Discussão começa nesta quarta-feira, e a votação deve ficar para a próxima terça

O Senado aprovou nesta terça-feira, por 46 votos a favor e 19 contra, o requerimento de urgência para tramitação do PLC 38/2017, que trata da reforma trabalhista.

Agora, o projeto pode ser colocado em votação depois de duas sessões ordinárias da Casa. A proposta terá a discussão iniciada na sessão desta quarta-feira, e a votação deve ficar para a próxima terça-feira (11).

A base governista quer votar o texto antes do recesso parlamentar, que começa no dia 18 de julho.

Para ser aprovado no plenário, o texto precisa de maioria simples (metade dos senadores presentes, mais um). Se passar sem mudanças, a reforma segue para a sanção do presidente Michel Temer. 

Mais cedo, o senador Jorge Viana (PT-AC) defendia que, durante esta semana, o tema fosse apenas debatido pelos parlamentares e que o encaminhamento e votação ficassem para o dia 12 de julho.

O líder do governo e relator da reforma trabalhista na Comissão de Constituição e Justiça (CCJ), senador Romero Jucá (PMDB-RR), disse que a votação não poderia passar da próxima semana.

A reforma trabalhista já passou por três comissões do Senado.
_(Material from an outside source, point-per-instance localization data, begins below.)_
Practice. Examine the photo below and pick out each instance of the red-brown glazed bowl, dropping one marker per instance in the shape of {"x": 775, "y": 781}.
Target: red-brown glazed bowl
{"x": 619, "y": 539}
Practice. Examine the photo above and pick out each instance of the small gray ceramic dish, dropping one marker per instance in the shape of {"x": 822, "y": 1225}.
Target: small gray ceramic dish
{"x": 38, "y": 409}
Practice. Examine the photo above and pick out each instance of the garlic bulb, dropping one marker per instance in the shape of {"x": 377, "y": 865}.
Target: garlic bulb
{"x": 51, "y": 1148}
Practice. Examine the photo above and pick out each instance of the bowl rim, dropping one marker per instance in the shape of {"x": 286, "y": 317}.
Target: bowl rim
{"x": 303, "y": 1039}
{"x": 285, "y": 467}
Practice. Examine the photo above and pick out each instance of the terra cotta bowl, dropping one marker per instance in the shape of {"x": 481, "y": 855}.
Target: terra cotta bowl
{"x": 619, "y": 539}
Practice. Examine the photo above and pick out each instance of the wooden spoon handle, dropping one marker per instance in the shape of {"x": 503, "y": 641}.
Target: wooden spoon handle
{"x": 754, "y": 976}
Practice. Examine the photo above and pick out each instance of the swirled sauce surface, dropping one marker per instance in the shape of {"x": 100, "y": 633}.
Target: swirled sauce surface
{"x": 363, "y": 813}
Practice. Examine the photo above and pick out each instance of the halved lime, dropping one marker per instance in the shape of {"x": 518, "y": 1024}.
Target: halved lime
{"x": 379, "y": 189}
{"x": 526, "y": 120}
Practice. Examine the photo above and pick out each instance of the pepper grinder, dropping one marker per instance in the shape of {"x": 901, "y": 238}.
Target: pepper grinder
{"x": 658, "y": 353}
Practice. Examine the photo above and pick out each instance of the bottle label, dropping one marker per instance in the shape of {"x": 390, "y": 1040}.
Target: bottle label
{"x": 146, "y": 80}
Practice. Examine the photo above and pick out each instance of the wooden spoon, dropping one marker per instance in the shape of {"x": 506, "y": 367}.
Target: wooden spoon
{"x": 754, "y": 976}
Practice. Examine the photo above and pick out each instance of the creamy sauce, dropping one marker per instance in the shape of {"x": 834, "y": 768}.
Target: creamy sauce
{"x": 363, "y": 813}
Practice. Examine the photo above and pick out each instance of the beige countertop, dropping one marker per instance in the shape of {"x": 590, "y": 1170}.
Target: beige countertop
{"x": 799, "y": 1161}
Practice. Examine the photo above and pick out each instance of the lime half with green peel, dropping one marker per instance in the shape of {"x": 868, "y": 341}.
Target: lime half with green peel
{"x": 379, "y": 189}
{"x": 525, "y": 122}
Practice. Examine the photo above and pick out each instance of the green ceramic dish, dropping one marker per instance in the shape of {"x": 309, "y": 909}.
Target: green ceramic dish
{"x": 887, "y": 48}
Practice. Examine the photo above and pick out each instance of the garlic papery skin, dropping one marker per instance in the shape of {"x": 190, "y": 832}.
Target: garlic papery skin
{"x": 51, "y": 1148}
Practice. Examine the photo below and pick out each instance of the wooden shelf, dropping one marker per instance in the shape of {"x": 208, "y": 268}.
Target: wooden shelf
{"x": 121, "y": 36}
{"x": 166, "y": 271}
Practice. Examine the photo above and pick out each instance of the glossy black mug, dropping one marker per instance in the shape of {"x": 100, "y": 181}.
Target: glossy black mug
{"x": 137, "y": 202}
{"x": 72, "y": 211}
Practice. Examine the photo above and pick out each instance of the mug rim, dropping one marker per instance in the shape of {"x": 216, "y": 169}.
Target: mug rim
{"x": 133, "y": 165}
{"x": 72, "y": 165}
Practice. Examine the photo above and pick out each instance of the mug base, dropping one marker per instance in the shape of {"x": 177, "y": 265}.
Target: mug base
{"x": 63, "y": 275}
Numa delas, a Comissão de Assuntos Sociais, a proposta governista, relatada pelo senador Ricardo Ferraço (PSDB-ES), foi rejeitada.

Negociação

O governo tem pressa para aprovar o projeto, porque acredita que um resultado favorável pode sinalizar ao mercado que Temer tem condições de continuar no cargo e superar as crises econômica e política.

Para tentar obter apoio dos senadores, o presidente se comprometeu a fazer vetos e editar uma Medida Provisória que modificasse alguns pontos do texto aprovado na Câmara. Com essas intervenções, o governo evita alterações direitas no texto, que fariam com que projeto voltasse para apreciação na Câmara.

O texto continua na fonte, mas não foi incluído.